Online political expression should not be exempt from campaign finance law, the House decided Wednesday as lawmakers warned that the Internet has opened up a new loophole for uncontrolled spending on elections
Yes, and? Does this mean that the FEC will be sending out crack teams of auditors to see if people like Matt Drudge and Atrios are getting paychecks from the Evil Party and the Stupid Party, or will they do something really stupid and require that all political weblogs register themselves for accounting purposes?
And it's not as if weblogs actually mean very much; for all of the (completely made up) fluff over document kerning on a poisoned document leaked by Karl Rove, they really don't make much difference aside from letting a bunch of activists pretend that they're overthrowing the state, man! The FEC said that US$14 million was spent on weblog advertising in 2004, which is a year that saw close to a billion dollars run through various Evil Party and Stupid Party campaigns, so from that you can get a pretty good idea of just how vital the weblogs are.

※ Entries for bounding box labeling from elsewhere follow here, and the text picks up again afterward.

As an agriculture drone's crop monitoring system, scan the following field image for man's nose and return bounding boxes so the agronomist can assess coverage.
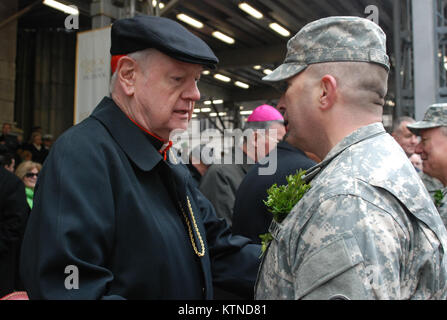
[414,142,424,154]
[182,81,200,101]
[411,134,419,145]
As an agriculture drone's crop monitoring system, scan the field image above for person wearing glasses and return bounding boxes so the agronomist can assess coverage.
[16,161,42,209]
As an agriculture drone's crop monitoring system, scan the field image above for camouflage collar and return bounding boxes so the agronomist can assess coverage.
[303,122,386,183]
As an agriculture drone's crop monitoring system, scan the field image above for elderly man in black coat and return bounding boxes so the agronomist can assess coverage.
[21,16,260,299]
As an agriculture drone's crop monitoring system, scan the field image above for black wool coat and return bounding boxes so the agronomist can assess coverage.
[21,98,260,299]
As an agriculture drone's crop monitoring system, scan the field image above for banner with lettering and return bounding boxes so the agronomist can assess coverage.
[73,26,111,124]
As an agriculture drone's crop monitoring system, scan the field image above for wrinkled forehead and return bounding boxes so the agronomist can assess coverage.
[148,51,203,75]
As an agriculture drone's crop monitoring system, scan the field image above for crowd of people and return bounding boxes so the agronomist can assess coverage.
[0,122,53,296]
[0,15,447,300]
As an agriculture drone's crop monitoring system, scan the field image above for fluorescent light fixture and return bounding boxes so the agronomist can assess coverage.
[238,2,263,19]
[43,0,79,16]
[269,22,290,37]
[386,100,396,107]
[177,13,203,29]
[212,31,234,44]
[214,73,231,82]
[234,81,250,89]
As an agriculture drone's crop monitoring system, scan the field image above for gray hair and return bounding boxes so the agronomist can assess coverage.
[109,48,156,95]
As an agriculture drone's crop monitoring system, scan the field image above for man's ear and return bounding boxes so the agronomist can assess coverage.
[116,56,138,96]
[319,75,337,110]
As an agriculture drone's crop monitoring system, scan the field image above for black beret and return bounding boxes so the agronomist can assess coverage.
[110,15,219,69]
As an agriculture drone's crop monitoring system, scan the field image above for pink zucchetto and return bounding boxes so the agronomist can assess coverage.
[247,104,284,122]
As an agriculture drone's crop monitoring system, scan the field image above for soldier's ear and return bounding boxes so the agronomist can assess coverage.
[319,75,337,110]
[116,56,137,96]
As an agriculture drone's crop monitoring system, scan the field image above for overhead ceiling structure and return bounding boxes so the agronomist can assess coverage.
[15,0,393,115]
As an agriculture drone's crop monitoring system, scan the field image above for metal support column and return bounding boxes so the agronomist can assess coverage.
[412,0,438,120]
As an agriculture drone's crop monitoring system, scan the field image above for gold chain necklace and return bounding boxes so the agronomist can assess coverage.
[179,196,205,257]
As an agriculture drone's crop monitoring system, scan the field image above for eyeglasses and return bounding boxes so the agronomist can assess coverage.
[25,172,39,178]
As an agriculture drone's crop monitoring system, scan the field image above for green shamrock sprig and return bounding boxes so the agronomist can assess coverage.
[259,169,310,253]
[434,190,444,207]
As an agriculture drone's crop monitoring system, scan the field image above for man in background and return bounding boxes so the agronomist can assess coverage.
[199,105,286,226]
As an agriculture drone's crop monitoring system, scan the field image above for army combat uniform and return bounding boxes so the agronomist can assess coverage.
[255,17,447,299]
[255,123,447,299]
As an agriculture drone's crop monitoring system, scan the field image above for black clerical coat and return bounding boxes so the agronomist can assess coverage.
[21,98,260,299]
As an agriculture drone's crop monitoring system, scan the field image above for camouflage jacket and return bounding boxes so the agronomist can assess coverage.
[255,123,447,299]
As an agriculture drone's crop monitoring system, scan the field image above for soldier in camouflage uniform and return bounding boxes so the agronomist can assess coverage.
[255,17,447,299]
[407,103,447,226]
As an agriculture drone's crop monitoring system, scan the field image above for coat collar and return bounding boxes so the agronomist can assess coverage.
[91,97,163,171]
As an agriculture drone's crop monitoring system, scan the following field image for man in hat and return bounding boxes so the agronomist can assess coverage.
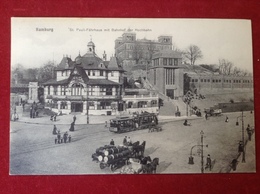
[52,125,57,135]
[123,136,127,145]
[246,124,252,141]
[110,139,115,145]
[63,131,68,143]
[225,116,228,123]
[57,131,61,143]
[205,154,211,170]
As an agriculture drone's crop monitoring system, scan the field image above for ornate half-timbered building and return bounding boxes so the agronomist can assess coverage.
[44,41,124,115]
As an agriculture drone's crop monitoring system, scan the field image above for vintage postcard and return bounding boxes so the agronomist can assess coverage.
[10,18,256,175]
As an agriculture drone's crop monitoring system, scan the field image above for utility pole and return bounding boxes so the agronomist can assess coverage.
[200,131,204,173]
[242,110,246,163]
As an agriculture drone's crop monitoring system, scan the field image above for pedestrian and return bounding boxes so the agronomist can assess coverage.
[63,131,68,143]
[225,116,228,123]
[183,119,191,126]
[110,139,115,145]
[127,137,132,146]
[69,122,75,131]
[238,141,244,153]
[205,154,211,171]
[231,159,238,171]
[52,125,57,135]
[246,124,252,141]
[123,136,127,145]
[57,131,61,143]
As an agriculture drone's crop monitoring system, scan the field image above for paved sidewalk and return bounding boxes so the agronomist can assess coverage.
[230,134,256,173]
[15,114,200,125]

Not that they're completely useless; well-connected people, like Josh Marshall, are able to use their weblogs as samizdat newsletters, which can pick up a trivial to the mainline press scandal (cf: Trent Lott, who foolishly made pro-discrimination statements at a time when Karl Rove wanted to replace him with a more compliant Senate mouthpiece) and beat upon it until gossip starts percolating into the mainline press. But none of this is really regulatable, unless you want to get into the business of licensing newspapers, which is, um, not allowed by the US constitution (yes! The United States still has a constitution. It's not used much anymore, but it's still there.) So I'm not really sure just what FEC regulation will do, aside from being yet another way for the Evil Party to subtly make life more difficult for liberals who have the misfortune to be trapped inside the American Imperium.
True, this is a product of the Evil Party-controlled US Government, which also keeps flirting with the idea of removing the mortgage and state tax loopholes in the federal tax code, so it is actually possible that they're planning to get rid of that pesky freedom of the press idea. But it seems a bit out there even for the Evil Party.